My question is conceptual, so I won't write any code in here.
I am building my website with Reactjs, and all the authentication process is working properly. To make it easier, I am going to consider 03 pages in the website: - Page 1: User SignIn page using Auth.signIn method. When the user is authenticated, it automatically goes to page 2.
Page 2: In this page a lot of information from the user has to be rendered. To achieve that, there is an API where the input parameter is the username. To get the username parameter, the Auth.authenticatedUser method is called when the page is rendered. After that, the API is called to get the user information from the database. Lets suppose there is only a Button in the page 2 that gives access to page 3.
Page 3: in this page there are more informations about the user, that has to be read from the database. The API that gets theses information has again the input parameter being the "username". To get the username parameter, I have 2 options: Option 1: Use again the Auth.authenticatedUser and get the username Option 2: Pass the "username" from page 2 to page 3 as a props.
In my case, using the option 1 it is much easier, because my website have many pages, and pass props from one page to another is being a difficult task - I will end up having to use redux.

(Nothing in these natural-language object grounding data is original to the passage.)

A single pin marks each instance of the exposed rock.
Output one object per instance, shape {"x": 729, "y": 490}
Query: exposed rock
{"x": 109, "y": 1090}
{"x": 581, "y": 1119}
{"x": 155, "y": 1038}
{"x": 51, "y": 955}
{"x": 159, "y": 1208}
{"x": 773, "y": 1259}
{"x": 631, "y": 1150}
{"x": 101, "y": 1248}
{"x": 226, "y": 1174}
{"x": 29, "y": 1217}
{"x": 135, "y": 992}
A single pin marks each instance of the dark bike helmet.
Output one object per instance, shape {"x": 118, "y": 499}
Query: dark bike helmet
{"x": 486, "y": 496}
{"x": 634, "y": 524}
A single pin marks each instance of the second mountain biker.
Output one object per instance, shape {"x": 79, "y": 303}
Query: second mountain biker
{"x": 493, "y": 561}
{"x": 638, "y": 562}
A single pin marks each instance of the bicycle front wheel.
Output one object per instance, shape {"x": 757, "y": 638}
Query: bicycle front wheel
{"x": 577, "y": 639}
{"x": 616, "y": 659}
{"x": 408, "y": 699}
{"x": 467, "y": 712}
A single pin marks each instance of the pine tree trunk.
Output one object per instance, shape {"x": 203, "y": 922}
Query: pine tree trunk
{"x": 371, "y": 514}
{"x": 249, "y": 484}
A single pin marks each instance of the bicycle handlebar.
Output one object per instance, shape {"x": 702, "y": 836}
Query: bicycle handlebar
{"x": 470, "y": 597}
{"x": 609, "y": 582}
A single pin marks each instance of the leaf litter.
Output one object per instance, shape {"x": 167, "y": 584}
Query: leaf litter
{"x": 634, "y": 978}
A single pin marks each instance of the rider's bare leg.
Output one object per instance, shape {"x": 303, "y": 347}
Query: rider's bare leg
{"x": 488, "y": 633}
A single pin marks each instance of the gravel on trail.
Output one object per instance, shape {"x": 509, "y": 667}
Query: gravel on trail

My question is: - Is there any problem to use Auth.authenticatedUser in all pages to get the username information? There is any disvantage by doing that (i.e speed to render the page, etc...)
From the source it looks like Amplify caches the user both in memory and in localStorage so retrieving the username should be fairly efficient.
Just double-check in your browser's network tab that Amplify doesn't make any network requests every time you call Auth.currentAuthenticatedUser
.
From the looks of it, Amplify seems to have been developed with your use-case in mind in that it can be used almost like a "global store" of a user's authentication information. Instead of just being a wrapper around an API, Amplify does some caching and logic for you. So it's probably better to just call it directly instead of storing the user's data in Redux or passing it among pages. Storing the user's data in Redux or passing it among pages will just create duplicate logic.